# Training
## Trainer (and Trainer Config)
Create a `trainer` from the model, tokenizer, dataset, and configs.
Trainers is directly taken from the Huggingface Transformer Reinforcement Learning library `trl`.
Typical choices:
- [`SFTTrainer`](https://huggingface.co/docs/trl/sft_trainer) and [`SFTConfig`](https://huggingface.co/docs/trl/sft_trainer#model-initialization) - standard fine-tuning
- [`GRPOTrainer`](https://huggingface.co/docs/trl/grpo_trainer) and [`GRPOConfig`](https://huggingface.co/docs/trl/grpo_trainer#speed-up-training-with-vllm-powered-generation) - to add reasoning to your model with a [reward function](https://unsloth.ai/docs/get-started/reinforcement-learning-rl-guide#reward-functions-verifiers) (consider [using vLLM to speed up generation](https://huggingface.co/docs/trl/grpo_trainer#speed-up-training-with-vllm-powered-generation) by installing `trl[vllm]`)
- [`DPOTrainer`](https://huggingface.co/docs/trl/dpo_trainer) and [`DPOConfig`](https://huggingface.co/docs/trl/dpo_trainer#compatibility-and-constraints) - fast training/testing with a [preference dataset](https://huggingface.co/docs/trl/dataset_formats#preference).
Again review the relevant [Unsloth model notebook](https://unsloth.ai/docs/get-started/unsloth-notebooks) for the optimal training setup.
## trainer.train() Key Parameters
- `per_device_train_batch_size = 2` - Increase for better GPU utilization but beware of slower training due to padding.

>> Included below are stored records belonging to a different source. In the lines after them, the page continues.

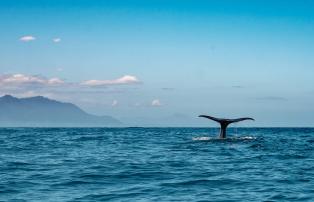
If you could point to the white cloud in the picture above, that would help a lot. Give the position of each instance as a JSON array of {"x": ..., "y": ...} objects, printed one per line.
[
  {"x": 114, "y": 103},
  {"x": 27, "y": 38},
  {"x": 156, "y": 103},
  {"x": 127, "y": 79},
  {"x": 56, "y": 40}
]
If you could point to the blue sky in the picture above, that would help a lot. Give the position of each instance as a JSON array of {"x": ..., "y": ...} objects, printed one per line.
[{"x": 164, "y": 62}]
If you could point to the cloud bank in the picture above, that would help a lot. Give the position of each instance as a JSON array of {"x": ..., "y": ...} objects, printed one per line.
[
  {"x": 27, "y": 38},
  {"x": 127, "y": 79},
  {"x": 156, "y": 103}
]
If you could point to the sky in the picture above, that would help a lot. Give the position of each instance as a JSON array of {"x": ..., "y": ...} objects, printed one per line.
[{"x": 162, "y": 63}]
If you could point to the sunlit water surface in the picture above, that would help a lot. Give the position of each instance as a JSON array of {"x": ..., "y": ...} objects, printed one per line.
[{"x": 156, "y": 164}]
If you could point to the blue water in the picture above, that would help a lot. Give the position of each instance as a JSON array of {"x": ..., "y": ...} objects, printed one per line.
[{"x": 156, "y": 164}]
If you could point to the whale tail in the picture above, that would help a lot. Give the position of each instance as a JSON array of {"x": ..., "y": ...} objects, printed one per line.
[{"x": 224, "y": 123}]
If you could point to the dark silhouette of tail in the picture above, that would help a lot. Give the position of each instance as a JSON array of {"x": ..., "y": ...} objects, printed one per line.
[{"x": 224, "y": 123}]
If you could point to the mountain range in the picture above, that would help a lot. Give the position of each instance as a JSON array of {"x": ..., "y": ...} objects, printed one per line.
[{"x": 40, "y": 111}]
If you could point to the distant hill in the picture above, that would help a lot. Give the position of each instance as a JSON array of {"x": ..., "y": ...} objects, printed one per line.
[{"x": 41, "y": 111}]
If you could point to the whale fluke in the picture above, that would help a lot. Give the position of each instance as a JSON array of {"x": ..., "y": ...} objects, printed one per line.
[{"x": 224, "y": 123}]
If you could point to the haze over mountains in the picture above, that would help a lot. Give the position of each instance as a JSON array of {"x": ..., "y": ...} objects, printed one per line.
[{"x": 41, "y": 111}]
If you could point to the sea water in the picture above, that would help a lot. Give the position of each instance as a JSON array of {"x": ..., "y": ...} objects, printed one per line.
[{"x": 156, "y": 164}]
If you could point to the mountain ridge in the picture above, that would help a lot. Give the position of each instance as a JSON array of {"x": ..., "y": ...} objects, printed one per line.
[{"x": 41, "y": 111}]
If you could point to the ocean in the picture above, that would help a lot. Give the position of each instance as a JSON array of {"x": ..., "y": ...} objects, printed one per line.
[{"x": 156, "y": 164}]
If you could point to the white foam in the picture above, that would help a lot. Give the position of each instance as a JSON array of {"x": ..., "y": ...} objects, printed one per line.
[{"x": 201, "y": 138}]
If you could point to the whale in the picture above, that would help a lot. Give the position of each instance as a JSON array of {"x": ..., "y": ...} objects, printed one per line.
[{"x": 224, "y": 123}]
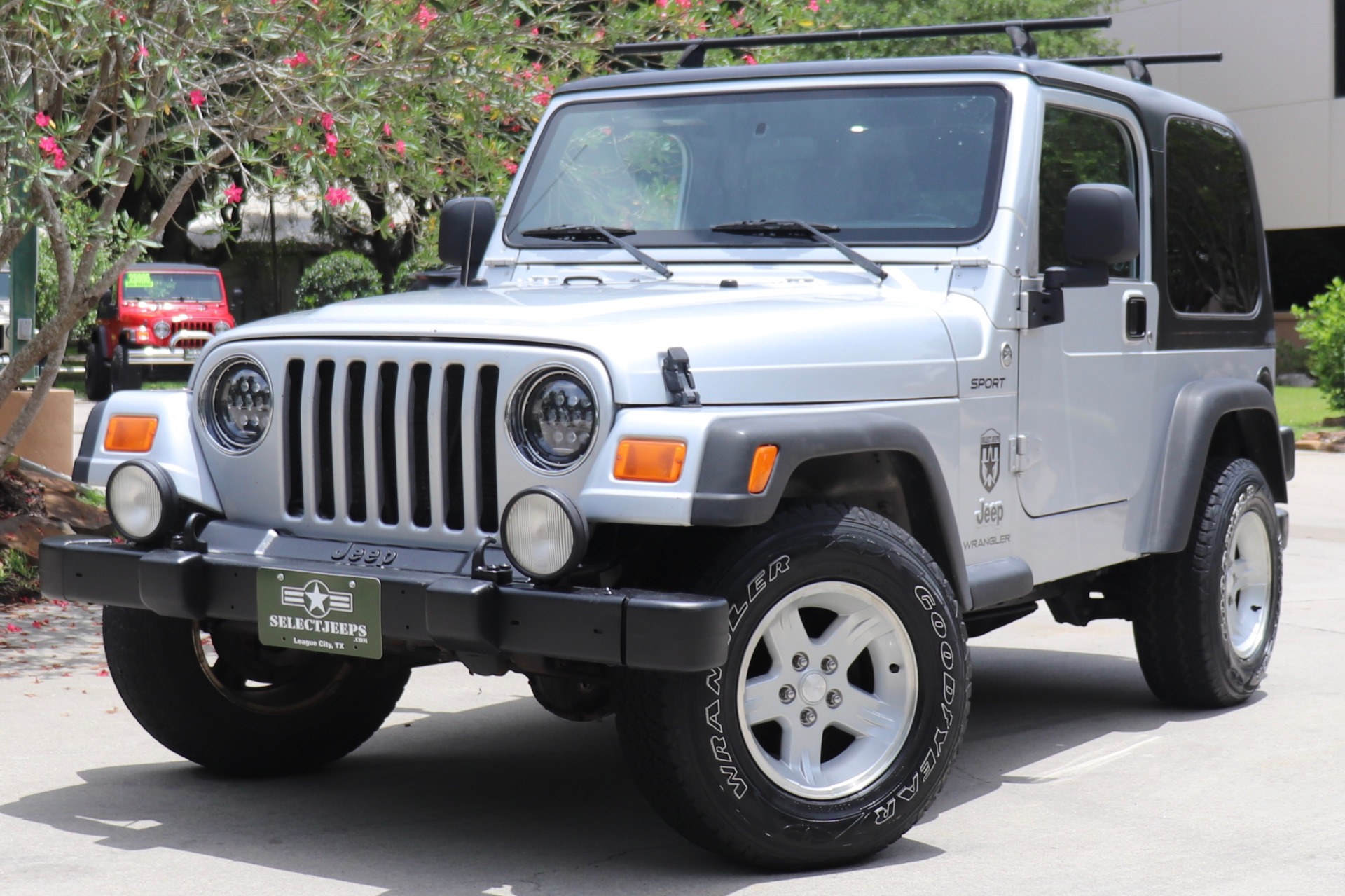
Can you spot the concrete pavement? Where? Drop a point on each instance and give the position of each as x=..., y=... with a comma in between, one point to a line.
x=1072, y=779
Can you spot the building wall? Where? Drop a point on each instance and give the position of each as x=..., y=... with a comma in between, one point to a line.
x=1277, y=81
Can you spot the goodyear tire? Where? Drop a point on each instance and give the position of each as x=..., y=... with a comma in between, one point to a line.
x=235, y=707
x=1206, y=618
x=839, y=713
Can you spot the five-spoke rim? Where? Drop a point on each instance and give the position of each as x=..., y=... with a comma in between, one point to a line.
x=827, y=691
x=1246, y=586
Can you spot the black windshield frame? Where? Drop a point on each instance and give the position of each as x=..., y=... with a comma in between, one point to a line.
x=527, y=194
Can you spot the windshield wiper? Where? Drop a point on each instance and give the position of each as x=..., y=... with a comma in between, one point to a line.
x=786, y=228
x=592, y=233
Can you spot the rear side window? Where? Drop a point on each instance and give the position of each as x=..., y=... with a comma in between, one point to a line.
x=1212, y=259
x=1079, y=147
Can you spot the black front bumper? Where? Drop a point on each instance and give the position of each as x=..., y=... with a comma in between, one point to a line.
x=428, y=598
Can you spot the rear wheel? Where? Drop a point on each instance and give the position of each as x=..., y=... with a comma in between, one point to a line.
x=230, y=704
x=837, y=716
x=1206, y=618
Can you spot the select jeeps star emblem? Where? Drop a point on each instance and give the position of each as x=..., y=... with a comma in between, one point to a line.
x=317, y=599
x=989, y=459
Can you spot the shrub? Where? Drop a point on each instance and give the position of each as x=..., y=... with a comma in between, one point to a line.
x=1290, y=358
x=338, y=277
x=1323, y=326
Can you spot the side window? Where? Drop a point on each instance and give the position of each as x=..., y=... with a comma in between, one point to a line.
x=1212, y=257
x=1079, y=147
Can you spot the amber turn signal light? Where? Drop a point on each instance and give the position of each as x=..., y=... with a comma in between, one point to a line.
x=131, y=432
x=763, y=464
x=650, y=459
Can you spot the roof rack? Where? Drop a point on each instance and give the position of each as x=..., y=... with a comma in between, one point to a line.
x=1019, y=32
x=1138, y=64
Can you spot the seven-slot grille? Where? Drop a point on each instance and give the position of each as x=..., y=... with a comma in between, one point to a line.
x=178, y=326
x=392, y=441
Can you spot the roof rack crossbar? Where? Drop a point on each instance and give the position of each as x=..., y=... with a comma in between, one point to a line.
x=1019, y=32
x=1138, y=64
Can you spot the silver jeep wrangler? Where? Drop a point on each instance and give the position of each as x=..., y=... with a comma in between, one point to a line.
x=770, y=388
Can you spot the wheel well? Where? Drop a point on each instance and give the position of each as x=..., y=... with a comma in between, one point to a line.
x=1251, y=434
x=892, y=483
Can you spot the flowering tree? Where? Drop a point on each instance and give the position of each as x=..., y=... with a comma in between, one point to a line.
x=392, y=100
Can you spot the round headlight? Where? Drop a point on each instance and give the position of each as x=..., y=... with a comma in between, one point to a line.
x=142, y=501
x=544, y=533
x=237, y=404
x=555, y=419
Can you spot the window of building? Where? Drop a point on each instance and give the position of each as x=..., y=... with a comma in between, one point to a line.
x=1212, y=251
x=1079, y=147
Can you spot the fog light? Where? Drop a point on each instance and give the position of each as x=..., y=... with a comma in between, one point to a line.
x=142, y=501
x=544, y=533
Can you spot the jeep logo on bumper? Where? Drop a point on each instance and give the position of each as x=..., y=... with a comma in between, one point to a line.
x=355, y=555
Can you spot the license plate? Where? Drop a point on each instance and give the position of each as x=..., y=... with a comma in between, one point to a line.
x=322, y=612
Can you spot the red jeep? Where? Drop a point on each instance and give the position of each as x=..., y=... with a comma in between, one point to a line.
x=155, y=321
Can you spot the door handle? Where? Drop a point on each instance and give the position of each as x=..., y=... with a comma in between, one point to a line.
x=1137, y=317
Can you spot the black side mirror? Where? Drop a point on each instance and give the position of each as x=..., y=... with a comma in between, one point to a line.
x=464, y=228
x=1102, y=229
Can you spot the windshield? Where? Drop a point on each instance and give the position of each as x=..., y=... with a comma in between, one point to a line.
x=883, y=165
x=159, y=286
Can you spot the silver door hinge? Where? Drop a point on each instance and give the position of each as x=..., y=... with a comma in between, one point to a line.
x=1024, y=451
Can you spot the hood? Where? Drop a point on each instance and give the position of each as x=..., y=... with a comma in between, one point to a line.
x=782, y=342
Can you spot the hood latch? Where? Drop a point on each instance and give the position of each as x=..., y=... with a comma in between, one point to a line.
x=678, y=380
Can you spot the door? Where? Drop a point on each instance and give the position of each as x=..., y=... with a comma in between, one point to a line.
x=1084, y=418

Instead, increase `gradient_accumulation_steps` for smoother training.
- `gradient_accumulation_steps = 4` - Simulates a larger batch size without increasing memory usage.
- `max_steps = 60` - Speeds up training. For full runs, replace with `num_train_epochs = 1` (1-3 epochs recommended to avoid overfitting).
- `learning_rate = 2e-4` - Lower for slower but more precise fine-tuning. Try values like `1e-4`, `5e-5`, or `2e-5`. [Optimize the learning rate](Optimize%20the%20learning%20rate.md) by looking at the loss across different rates.
- `warmup_ratio = 0.03` - Fraction of steps for linear LR warm-up. Prevents instability at the start of training.
- `fp16` / `bf16` - Enable mixed-precision training. Use `bf16=True` on Ampere+ GPUs (RTX 30xx+), `fp16=True` otherwise. Reduces VRAM and speeds up training.
- `packing = True` (SFTTrainer only) - Packs multiple short samples into one sequence to maximize GPU utilization. Essential for datasets with variable-length short samples.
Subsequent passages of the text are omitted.